Mlliyet Milliyet Blog Milliyet Blog
 
Facebook Connect
Blog Kategorileri
 

20 Kasım '06

 
Kategori
Sinema
 

James Bond 2006: Sert ve sarışın

James Bond 2006: Sert ve sarışın
 

Oldum olası James Bond filmlerini severim. Bond filmlerinin içimi kıpırdatan melodisi, yakışıklı ajan 007, şık mekanlar, pahalı arabalar, güzel kadınlar, macera ve tutku…

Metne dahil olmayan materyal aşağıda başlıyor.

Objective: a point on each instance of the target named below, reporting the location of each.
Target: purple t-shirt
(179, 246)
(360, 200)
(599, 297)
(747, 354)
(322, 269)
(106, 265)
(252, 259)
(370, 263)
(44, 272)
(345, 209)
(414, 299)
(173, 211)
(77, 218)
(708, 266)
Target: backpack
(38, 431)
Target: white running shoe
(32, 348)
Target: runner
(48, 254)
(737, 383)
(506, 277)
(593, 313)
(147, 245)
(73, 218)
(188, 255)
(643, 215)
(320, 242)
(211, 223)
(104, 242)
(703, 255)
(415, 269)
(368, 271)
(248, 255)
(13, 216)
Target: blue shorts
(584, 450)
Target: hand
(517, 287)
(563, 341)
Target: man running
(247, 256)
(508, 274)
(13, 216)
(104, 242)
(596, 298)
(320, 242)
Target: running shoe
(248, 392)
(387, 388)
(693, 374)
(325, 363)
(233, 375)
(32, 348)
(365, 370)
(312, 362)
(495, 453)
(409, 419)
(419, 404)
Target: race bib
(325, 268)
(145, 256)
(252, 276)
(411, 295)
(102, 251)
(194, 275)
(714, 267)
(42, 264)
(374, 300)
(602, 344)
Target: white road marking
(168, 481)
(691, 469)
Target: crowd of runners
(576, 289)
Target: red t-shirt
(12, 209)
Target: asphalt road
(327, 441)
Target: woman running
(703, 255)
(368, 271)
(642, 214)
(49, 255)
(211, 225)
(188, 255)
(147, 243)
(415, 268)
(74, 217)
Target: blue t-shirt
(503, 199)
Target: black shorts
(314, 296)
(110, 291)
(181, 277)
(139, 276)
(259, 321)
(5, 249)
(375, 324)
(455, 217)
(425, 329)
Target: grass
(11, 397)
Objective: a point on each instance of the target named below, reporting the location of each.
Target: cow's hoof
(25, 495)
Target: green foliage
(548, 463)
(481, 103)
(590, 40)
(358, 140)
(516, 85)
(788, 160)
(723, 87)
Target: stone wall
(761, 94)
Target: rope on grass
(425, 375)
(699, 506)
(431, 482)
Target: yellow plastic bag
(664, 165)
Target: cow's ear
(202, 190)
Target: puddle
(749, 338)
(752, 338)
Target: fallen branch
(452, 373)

Aylar önce James Bond filmini canlandıracak yeni aktör açıklandığı zaman bir çok spekülasyon yapıldı. Çünkü yeni Bond’u diğerlerinin aksine sarışın bir aktör canlandıracaktı. (Daniel Craig) Hatta bazı eleştirmenler bir adım daha ileri giderek bundan sonraki filmde Bond’ u bir zencinin canlandıracağını iddia ettiler. Tüm bu kritikler gölgesinde o gün sinema salonunda filmi tarafsız bir gözle seyretmeye çalıştım. Önce filmin başındaki şiddet ve korku öğeleri içerir ikazına burun kıvırdım çünkü bu bir Bond filmiydi ve ne kadar şiddet içerebilirdi ki? Olup olacağı birkaç aksiyon, kovalamaca ve gerçek hayatta olması imkansız teknolojik cihazlar…

Meğer yanılmışım, filmin ilk on dakikasında öyle sahneler vardı ki bir ara biletimi çıkarıp kontrol ettim. Film sanki bir Örümcek Adam filmiydi. Sarışın Bond hopladı, sıçradı, atladı oradan oraya, daldan dala konup durdu.Yazar Ian Fleming’in 1953 yılında kaleme aldığı ilk hikaye olan Casino Royal, James Bond’un 007 görevine terfi edildiği yani maceranın yeni başladığı ilk bölüm, bölümmüş. Tabii hiç birimiz filme giderken bunu bilmediğimiz için filmin başlarındaki ilk dakikalarda sarışın James Bond’ a yeni bir hikaye yazıldığını sandık. Yine her filmde olduğu gibi güzel kızlar, kötü adamlar, bol bol marka reklamı(filme giderseniz dikkat edin bayılan Mathis’in ayakkabısının altında bile reklam var) vardı. Ancak bu yeni Bond abi sarışın olduğundan pek ciddiye alınmayacağını düşünmüş olsa gerek oldukça vahşi, sert, acımasız bir imaj sergiledi. Bu arada az kalsın Venedik’i de yerle bir ediyordu! Hatta bir ara acemiliğinden olsa gerek neredeyse ölüyordu bizim Bondcuk, ne de olsa daha çiçeği burnunda bir ajan…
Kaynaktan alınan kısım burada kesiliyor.